Class Knowledge Overlay to Visual Feature Learning for Zero-Shot Image Classification
This work addresses the problem of generating high-quality synthesized visual features for zero-shot image classification, which is incremental as it builds on existing generative adversarial network methods to improve semantic consistency.
The paper tackles the challenge of ensuring semantic consistency between semantic and visual features in zero-shot image classification by proposing GAN-CST, a novel approach using class knowledge overlay, semi-supervised learning, and triplet loss, which achieves superior performance over state-of-the-art methods on benchmark datasets.

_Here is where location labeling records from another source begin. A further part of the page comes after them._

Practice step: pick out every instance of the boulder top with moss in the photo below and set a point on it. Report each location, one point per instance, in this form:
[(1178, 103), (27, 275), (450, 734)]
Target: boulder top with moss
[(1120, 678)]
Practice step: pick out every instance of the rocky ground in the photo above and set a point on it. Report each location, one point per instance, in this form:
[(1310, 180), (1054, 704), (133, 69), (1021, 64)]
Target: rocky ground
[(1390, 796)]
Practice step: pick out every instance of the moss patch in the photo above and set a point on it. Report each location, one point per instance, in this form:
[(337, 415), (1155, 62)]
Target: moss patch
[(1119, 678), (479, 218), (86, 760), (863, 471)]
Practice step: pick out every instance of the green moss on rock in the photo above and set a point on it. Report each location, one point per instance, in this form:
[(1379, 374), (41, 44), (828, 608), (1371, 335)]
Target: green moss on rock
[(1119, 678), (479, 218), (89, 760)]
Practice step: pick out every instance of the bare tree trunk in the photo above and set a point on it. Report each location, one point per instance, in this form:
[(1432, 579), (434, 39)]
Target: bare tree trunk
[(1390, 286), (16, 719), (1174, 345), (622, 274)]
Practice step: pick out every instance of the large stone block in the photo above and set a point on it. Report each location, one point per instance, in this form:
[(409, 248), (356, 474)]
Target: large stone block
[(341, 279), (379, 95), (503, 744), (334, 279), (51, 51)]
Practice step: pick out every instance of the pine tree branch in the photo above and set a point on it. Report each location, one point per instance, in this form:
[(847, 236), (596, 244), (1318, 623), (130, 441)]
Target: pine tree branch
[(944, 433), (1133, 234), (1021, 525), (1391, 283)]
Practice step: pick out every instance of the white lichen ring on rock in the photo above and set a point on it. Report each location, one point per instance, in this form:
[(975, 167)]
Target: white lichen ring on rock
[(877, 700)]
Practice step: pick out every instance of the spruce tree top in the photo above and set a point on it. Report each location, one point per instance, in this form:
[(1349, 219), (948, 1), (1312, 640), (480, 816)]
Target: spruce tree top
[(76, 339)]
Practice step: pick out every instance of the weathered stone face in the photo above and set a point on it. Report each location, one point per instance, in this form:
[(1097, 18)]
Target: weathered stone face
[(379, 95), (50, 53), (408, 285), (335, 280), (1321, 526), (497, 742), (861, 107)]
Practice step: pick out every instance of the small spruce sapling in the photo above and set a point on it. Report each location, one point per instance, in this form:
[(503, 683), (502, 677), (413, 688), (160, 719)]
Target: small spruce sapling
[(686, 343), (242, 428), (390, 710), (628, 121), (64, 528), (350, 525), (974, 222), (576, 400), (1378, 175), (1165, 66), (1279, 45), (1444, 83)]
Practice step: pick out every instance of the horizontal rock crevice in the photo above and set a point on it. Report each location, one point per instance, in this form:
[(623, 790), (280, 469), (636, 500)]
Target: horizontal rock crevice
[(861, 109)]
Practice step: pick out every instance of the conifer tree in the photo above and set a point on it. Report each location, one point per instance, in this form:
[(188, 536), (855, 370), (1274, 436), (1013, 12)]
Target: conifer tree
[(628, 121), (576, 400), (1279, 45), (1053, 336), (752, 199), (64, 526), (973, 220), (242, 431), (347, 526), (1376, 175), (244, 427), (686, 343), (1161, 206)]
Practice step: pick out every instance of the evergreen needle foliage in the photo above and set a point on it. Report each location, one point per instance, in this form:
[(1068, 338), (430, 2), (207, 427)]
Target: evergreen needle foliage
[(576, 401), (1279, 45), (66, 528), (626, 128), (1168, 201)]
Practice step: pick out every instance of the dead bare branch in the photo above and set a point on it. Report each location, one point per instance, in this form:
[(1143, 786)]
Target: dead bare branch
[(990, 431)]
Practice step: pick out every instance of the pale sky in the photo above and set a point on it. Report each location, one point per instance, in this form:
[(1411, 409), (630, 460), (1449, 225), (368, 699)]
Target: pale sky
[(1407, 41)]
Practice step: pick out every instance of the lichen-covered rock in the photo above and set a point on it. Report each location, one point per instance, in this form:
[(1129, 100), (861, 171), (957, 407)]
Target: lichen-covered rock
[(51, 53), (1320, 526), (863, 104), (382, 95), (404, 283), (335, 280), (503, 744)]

New categories can be discovered by transforming semantic features into synthesized visual features without corresponding training samples in zero-shot image classification. Although significant progress has been made in generating high-quality synthesized visual features using generative adversarial networks, guaranteeing semantic consistency between the semantic features and visual features remains very challenging. In this paper, we propose a novel zero-shot learning approach, GAN-CST, based on class knowledge to visual feature learning to tackle the problem. The approach consists of three parts, class knowledge overlay, semi-supervised learning and triplet loss. It applies class knowledge overlay (CKO) to obtain knowledge not only from the corresponding class but also from other classes that have the knowledge overlay. It ensures that the knowledge-to-visual learning process has adequate information to generate synthesized visual features. The approach also applies a semi-supervised learning process to re-train knowledge-to-visual model. It contributes to reinforcing synthesized visual features generation as well as new category prediction. We tabulate results on a number of benchmark datasets demonstrating that the proposed model delivers superior performance over state-of-the-art approaches.